Derek Thompson picks up Michael Kinsey's debt scare torch, meditating on the potential for a "debt crisis" in the next decade. However, the scary graph he cites assumes the Bush tax cuts don't expire -- a good chunk of them will, and that's one likely policy change not included in its data. Even in that projection, debt at the end of the decade is unpleasant but manageable at less than 10 percent of GDP, so I don't think we have much to worry about in the near term.
But what strikes me as truly absurd is that Thompson is taking Moody's, the bond-rating agency, so seriously:
If the United States suffers a debt crisis in the next decade, historians may well look to March 15, 2010 as an inflection point. On that day, Moody's released a report acknowledging that while the United States' debt was still triple-A rated, the government's margin for error had "substantially diminished" in the wake of the recession and trillion-dollar deficits.
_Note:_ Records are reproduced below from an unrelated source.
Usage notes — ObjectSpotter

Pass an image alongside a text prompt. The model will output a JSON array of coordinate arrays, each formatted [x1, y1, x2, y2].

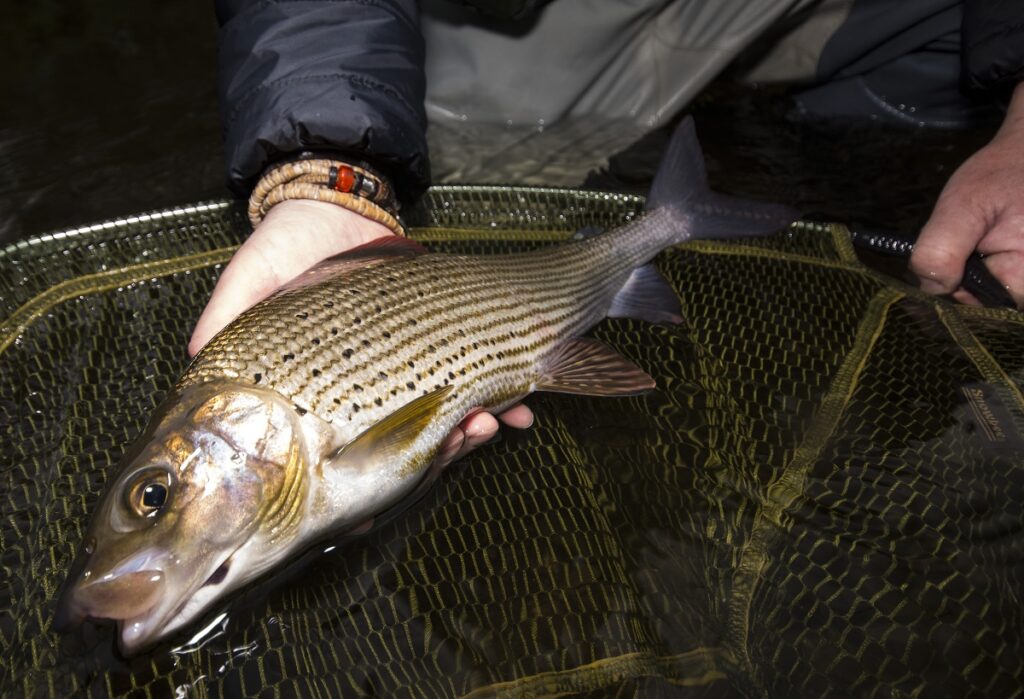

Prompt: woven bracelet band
[[249, 160, 406, 235]]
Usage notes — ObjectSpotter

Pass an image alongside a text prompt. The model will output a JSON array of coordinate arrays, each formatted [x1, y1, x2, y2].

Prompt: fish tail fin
[[647, 117, 800, 243], [608, 117, 800, 323]]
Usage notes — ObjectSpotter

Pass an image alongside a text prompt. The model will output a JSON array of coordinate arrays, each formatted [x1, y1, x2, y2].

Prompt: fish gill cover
[[0, 187, 1024, 697]]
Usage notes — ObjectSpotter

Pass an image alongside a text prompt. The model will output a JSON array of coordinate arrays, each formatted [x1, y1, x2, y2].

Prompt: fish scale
[[54, 117, 793, 653], [178, 207, 679, 450]]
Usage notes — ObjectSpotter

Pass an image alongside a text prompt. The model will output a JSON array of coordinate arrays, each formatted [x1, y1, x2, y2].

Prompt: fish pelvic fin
[[328, 385, 453, 471], [608, 264, 683, 323], [537, 338, 654, 396], [647, 117, 800, 243]]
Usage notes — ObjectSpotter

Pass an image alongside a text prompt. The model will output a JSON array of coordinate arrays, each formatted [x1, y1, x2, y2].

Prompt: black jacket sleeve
[[216, 0, 429, 199], [961, 0, 1024, 92]]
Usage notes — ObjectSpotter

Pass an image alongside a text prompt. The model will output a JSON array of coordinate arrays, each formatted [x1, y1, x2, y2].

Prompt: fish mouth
[[53, 549, 237, 656], [115, 551, 236, 656]]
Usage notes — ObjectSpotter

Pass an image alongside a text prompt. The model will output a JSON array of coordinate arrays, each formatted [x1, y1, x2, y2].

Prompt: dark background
[[0, 0, 1003, 244]]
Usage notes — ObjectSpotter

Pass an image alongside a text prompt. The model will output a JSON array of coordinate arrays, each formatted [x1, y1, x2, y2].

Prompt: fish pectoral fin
[[608, 264, 683, 323], [537, 338, 654, 396], [328, 385, 453, 470]]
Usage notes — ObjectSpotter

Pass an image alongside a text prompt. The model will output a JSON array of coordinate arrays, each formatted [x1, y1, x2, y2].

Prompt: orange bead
[[334, 165, 355, 193]]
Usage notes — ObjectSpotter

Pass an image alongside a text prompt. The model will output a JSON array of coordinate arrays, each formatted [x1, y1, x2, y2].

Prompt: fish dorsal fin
[[608, 264, 683, 323], [281, 235, 427, 291], [329, 385, 453, 471], [537, 338, 654, 396]]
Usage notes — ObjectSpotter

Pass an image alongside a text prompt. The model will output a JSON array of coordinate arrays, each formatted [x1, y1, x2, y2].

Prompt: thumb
[[910, 191, 988, 294]]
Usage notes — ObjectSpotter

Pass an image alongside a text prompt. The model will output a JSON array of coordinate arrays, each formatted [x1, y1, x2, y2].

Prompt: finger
[[456, 412, 498, 458], [435, 427, 466, 468], [498, 403, 534, 430], [910, 192, 988, 294], [188, 250, 275, 356], [985, 250, 1024, 308]]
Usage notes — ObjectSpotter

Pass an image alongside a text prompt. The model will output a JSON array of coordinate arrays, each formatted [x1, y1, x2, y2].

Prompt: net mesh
[[0, 187, 1024, 697]]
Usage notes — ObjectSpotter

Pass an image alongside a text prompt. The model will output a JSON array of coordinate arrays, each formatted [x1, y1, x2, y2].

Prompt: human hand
[[910, 84, 1024, 308], [188, 200, 534, 466]]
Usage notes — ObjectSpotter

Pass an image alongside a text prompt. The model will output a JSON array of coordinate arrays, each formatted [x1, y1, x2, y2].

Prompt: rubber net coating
[[0, 187, 1024, 697]]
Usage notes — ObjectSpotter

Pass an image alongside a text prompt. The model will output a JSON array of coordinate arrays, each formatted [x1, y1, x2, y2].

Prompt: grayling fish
[[55, 120, 795, 654]]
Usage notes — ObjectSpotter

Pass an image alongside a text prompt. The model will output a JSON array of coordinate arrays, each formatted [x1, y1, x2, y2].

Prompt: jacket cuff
[[218, 0, 429, 201]]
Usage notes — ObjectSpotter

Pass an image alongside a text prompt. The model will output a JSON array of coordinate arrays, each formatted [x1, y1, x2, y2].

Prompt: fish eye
[[125, 471, 171, 517]]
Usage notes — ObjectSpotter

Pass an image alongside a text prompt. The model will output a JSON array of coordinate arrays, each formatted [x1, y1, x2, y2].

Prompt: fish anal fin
[[608, 264, 683, 323], [537, 338, 654, 396], [329, 385, 453, 471]]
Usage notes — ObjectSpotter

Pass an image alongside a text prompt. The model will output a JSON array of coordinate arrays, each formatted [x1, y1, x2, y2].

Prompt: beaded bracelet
[[249, 160, 406, 235]]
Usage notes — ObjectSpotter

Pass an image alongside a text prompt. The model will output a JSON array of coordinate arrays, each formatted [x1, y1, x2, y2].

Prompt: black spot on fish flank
[[203, 559, 231, 587]]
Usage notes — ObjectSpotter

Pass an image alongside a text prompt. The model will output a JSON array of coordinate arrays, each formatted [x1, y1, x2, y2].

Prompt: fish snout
[[53, 555, 166, 631], [75, 570, 164, 620]]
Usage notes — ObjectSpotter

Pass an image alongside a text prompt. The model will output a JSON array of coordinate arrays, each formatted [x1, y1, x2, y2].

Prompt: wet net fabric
[[0, 187, 1024, 697]]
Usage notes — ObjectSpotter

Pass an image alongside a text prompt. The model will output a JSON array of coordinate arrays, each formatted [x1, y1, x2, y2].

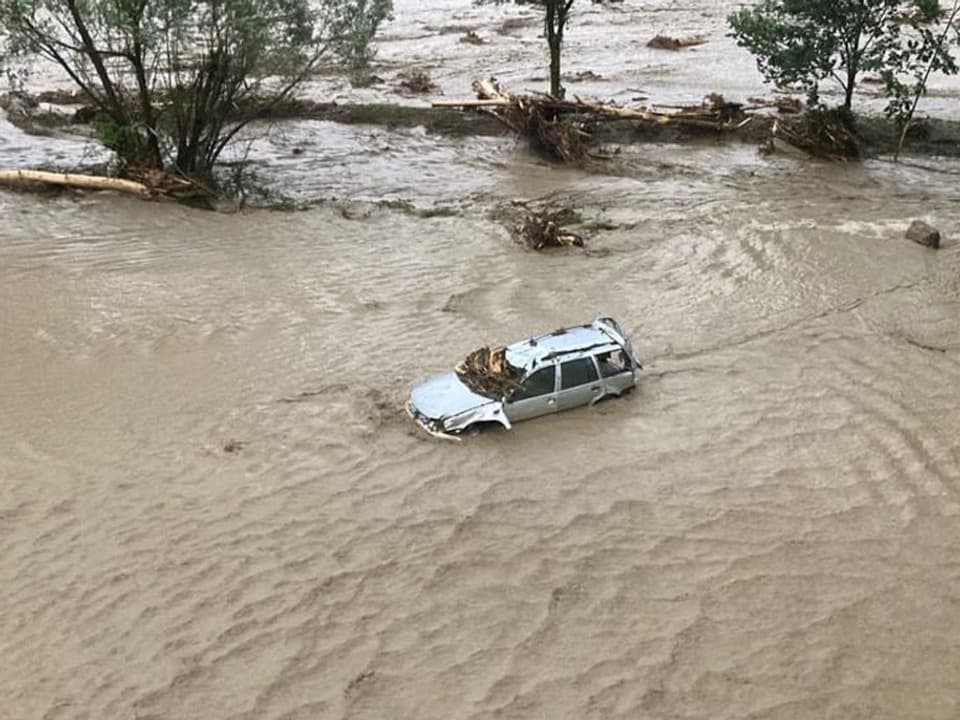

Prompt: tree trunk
[[549, 35, 563, 100], [544, 0, 563, 99]]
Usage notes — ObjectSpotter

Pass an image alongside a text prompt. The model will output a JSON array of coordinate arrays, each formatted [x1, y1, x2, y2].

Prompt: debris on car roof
[[454, 346, 523, 398]]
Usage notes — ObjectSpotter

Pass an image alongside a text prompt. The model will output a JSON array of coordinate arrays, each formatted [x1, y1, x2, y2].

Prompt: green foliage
[[0, 0, 391, 177], [729, 0, 956, 116]]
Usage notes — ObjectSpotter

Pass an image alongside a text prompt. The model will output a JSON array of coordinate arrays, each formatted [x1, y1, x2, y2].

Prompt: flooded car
[[407, 317, 642, 438]]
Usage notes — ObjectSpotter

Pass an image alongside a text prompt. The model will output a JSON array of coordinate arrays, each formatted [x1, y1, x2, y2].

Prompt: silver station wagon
[[407, 317, 641, 439]]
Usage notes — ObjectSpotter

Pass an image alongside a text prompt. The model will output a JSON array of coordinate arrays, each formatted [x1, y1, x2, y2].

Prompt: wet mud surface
[[0, 3, 960, 720]]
Like a Rorschach ink blot, the report was many things to many people -- and it mostly served to confirm their deep suspicions. Deficit hawks saw an omen. Others saw ... well, nothing at all.
This is the same Moody's that thought synthetic CDOs full of toxic mortgage loans were AAA securities, right? The same one that didn't bother looking at the loan tapes of any of the mortgage-backed securities that it gave the old stamp of approval? If anything, we should be worried that Moody's is so bullish!
In all seriousness, there's not a lot of evidence that our debt is sending interest rates skyrocketing or that we can't manage the country's finances with our current institutions. While I'm generally as down on the policy-making process as Thompson is -- he worries the real problem is that our political system can't find a solution to the debt -- it's a particularly awkward time to make that argument a week after Congress passed two huge deficit-reducing bills that began much-needed reform of the health-care system and student lending.